In fact, the ability to understand when it means breaking the rules is a good example. Top-down reasoning versus bottom-up reasoning is what makes self-driving problems so difficult.

Absurdly simplistic, this concept notes the difference between the way humans drive (top-down, meaning we begin with a holistic understanding of the overall context of the environment in which we drive) and bottom- Up, like a computer, that reacts to sensor inputs and rules without actually understanding the overall situation.

This is one of the most difficult obstacles for self-driving car technology to overcome. It’s not just about sensors and neural networks and powerful computers – we have to figure out ways to synthesize our cultural knowledge around driving, which is a big deal.

The good news is that I think companies are actively thinking about this. I recently met some people argo ai, those using a disguised pre-production Volkswagen ID Buzz for their testing. I’ll have a big article on them soon, but for the time being, here’s a teaser pic:

Image for article titled Why Running a Stop Sign Using a Tesla FSD Isn't Necessarily Terrible

Photo: Jason Torchinsky

Their approach to automated driving is quite different from Tesla’s, which I’ll get to again Soon, but the important thing that emerged in our conversation that encouraged me to consider at least one of these difficult-to-define issues was one word: Halloween.
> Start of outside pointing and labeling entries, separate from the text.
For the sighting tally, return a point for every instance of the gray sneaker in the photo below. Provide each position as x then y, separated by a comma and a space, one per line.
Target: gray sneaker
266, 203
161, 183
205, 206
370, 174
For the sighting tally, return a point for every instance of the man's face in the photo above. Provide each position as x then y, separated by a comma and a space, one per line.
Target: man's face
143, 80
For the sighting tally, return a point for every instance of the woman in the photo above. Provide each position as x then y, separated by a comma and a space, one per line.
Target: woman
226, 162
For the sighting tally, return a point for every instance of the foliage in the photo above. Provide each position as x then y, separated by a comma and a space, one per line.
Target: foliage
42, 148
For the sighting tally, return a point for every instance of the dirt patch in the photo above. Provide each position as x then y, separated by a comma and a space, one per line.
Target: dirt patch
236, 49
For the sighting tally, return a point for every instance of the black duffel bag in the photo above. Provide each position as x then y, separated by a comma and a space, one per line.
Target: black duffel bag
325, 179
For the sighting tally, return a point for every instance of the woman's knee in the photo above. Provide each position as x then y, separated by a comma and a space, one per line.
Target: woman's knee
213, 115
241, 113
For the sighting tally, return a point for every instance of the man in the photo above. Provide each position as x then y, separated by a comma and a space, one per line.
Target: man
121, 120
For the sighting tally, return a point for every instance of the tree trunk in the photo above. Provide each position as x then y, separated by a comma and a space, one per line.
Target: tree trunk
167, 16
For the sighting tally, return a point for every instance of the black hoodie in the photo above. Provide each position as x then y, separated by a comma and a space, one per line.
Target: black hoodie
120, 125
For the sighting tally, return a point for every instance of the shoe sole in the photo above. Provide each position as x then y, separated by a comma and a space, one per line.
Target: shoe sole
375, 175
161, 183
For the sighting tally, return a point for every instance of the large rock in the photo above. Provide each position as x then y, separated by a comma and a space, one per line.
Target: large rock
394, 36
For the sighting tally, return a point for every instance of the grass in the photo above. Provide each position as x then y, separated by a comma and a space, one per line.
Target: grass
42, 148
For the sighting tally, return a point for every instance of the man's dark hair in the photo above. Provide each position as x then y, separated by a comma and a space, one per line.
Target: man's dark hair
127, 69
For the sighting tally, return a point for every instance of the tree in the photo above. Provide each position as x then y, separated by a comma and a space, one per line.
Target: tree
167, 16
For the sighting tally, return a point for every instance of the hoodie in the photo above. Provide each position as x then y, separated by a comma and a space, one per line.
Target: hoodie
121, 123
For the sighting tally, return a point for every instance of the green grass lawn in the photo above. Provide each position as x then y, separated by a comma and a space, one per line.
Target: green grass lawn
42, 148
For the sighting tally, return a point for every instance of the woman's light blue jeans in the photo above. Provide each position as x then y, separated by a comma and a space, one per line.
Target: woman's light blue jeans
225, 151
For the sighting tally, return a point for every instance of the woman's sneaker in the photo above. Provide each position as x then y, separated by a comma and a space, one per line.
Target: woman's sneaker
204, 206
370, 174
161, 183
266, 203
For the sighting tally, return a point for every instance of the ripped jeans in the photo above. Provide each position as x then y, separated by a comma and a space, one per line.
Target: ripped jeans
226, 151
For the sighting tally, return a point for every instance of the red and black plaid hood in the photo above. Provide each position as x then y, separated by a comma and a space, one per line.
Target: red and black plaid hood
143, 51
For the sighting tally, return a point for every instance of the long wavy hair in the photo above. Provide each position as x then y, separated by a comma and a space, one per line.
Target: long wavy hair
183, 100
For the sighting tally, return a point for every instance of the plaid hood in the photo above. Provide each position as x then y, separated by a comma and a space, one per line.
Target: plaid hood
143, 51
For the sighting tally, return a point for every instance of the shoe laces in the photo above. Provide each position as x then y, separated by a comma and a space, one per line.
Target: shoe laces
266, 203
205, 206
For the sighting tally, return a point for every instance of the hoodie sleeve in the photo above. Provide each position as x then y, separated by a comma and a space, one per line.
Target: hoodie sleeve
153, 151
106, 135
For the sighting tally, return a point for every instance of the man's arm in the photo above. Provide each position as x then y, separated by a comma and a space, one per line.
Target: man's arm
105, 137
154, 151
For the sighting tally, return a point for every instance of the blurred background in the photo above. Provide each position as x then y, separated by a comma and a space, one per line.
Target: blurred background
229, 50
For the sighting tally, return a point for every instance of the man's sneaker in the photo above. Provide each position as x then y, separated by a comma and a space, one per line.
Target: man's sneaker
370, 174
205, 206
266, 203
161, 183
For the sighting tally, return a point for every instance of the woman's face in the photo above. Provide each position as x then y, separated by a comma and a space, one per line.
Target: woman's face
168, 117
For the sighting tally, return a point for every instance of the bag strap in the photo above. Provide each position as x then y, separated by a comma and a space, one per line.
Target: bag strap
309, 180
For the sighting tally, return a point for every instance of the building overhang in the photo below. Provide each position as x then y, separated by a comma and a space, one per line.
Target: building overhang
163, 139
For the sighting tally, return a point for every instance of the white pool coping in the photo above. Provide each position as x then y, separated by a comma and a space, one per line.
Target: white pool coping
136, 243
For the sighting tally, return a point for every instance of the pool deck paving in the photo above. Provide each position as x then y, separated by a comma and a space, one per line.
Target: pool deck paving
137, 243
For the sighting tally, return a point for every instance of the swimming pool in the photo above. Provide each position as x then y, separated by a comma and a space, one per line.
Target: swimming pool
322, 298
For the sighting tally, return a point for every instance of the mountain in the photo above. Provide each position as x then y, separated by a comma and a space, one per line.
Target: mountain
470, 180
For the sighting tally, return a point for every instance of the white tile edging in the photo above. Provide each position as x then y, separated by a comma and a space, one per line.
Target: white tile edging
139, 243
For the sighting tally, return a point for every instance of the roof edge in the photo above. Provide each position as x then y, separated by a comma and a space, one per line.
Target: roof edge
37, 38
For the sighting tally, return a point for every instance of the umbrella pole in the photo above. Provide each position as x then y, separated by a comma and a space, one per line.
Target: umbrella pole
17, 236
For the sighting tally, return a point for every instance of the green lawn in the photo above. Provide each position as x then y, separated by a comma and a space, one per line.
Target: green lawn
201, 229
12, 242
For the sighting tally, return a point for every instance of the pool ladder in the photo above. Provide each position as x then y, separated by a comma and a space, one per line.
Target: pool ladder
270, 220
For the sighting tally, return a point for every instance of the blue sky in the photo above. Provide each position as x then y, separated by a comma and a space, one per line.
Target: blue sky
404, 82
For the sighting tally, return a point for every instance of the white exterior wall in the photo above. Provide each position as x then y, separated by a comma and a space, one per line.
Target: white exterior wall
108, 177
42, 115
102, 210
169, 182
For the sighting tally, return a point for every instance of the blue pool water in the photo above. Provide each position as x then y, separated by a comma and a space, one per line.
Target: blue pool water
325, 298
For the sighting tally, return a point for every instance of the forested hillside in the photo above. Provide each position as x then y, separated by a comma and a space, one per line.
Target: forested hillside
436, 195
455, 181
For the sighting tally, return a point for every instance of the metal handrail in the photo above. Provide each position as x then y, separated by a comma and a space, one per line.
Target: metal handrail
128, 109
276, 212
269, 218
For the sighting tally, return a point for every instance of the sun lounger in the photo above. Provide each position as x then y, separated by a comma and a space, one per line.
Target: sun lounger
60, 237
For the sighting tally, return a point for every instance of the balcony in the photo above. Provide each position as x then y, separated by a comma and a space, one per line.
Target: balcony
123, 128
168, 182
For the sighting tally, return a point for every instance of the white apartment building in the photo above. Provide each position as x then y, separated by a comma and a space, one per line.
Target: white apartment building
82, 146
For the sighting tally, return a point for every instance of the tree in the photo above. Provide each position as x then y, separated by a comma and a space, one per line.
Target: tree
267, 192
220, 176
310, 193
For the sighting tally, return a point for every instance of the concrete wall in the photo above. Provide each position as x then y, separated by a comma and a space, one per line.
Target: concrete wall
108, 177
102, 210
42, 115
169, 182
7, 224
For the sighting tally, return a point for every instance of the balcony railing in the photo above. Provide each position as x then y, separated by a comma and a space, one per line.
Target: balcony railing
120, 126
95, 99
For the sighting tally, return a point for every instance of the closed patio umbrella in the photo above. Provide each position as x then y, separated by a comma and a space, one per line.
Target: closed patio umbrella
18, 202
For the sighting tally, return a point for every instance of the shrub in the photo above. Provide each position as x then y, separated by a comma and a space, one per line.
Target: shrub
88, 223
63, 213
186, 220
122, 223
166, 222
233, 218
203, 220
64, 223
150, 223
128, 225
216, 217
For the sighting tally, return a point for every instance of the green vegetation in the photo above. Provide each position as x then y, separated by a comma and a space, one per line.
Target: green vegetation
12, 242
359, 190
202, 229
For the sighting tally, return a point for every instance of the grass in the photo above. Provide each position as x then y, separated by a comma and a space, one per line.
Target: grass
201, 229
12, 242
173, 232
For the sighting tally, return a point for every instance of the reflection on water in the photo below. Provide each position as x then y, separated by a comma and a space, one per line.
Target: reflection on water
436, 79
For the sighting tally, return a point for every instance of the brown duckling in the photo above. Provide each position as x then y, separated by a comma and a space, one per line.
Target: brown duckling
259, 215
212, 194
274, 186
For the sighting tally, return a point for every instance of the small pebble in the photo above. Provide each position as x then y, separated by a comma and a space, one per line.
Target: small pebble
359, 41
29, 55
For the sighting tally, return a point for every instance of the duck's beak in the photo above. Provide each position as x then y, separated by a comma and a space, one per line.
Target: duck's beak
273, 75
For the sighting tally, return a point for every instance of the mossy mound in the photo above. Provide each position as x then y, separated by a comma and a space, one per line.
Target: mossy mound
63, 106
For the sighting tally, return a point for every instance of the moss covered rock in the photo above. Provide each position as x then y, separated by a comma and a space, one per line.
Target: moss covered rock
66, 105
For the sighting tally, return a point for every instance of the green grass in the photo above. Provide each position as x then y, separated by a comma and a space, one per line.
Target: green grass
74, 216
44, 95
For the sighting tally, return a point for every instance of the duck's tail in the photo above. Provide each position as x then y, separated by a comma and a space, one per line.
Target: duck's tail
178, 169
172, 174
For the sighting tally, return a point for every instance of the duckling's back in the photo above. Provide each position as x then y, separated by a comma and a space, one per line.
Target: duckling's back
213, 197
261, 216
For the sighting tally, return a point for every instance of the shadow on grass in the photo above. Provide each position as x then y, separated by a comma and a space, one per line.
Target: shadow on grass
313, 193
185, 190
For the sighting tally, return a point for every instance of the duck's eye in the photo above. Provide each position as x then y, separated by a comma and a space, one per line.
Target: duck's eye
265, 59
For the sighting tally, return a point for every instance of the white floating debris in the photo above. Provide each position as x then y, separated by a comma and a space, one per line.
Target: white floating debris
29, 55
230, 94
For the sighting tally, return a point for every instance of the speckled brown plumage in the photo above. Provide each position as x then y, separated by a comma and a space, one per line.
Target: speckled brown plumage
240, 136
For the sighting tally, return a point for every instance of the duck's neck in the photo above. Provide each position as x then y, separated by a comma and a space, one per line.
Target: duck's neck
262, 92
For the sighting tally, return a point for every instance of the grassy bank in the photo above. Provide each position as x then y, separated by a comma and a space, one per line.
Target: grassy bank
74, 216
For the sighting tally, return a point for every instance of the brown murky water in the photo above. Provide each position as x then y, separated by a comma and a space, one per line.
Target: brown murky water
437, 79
Argo engineers understood that there are times when, for reasons that have nothing to do with driving, all the rules change. During Halloween, kids don’t necessarily look like kids, and they’ll be roaming the streets, in patterns and paths at night, at no time of year.

Everything the AI ​​thinks it understands about pedestrian behavior doesn’t apply during the candy-fueled madness of Halloween. And the engineer I spoke to understood this, and considered it a legitimate problem that needed some sort of solution.

Will they do a special case on October 31 and will the car operate under completely different rules? Will the speed limit be more severe this night? Will the lidar or camera setup work differently?

I don’t know, but I do know that Halloween is one of many, many pieces of spectacular chaos that make human life so wonderful, and machines such a hell to understand.

But it’s our job to explain these machines, even if it means, at times, breaking some general rules of the road.

None of this is easy, and that’s good remember that.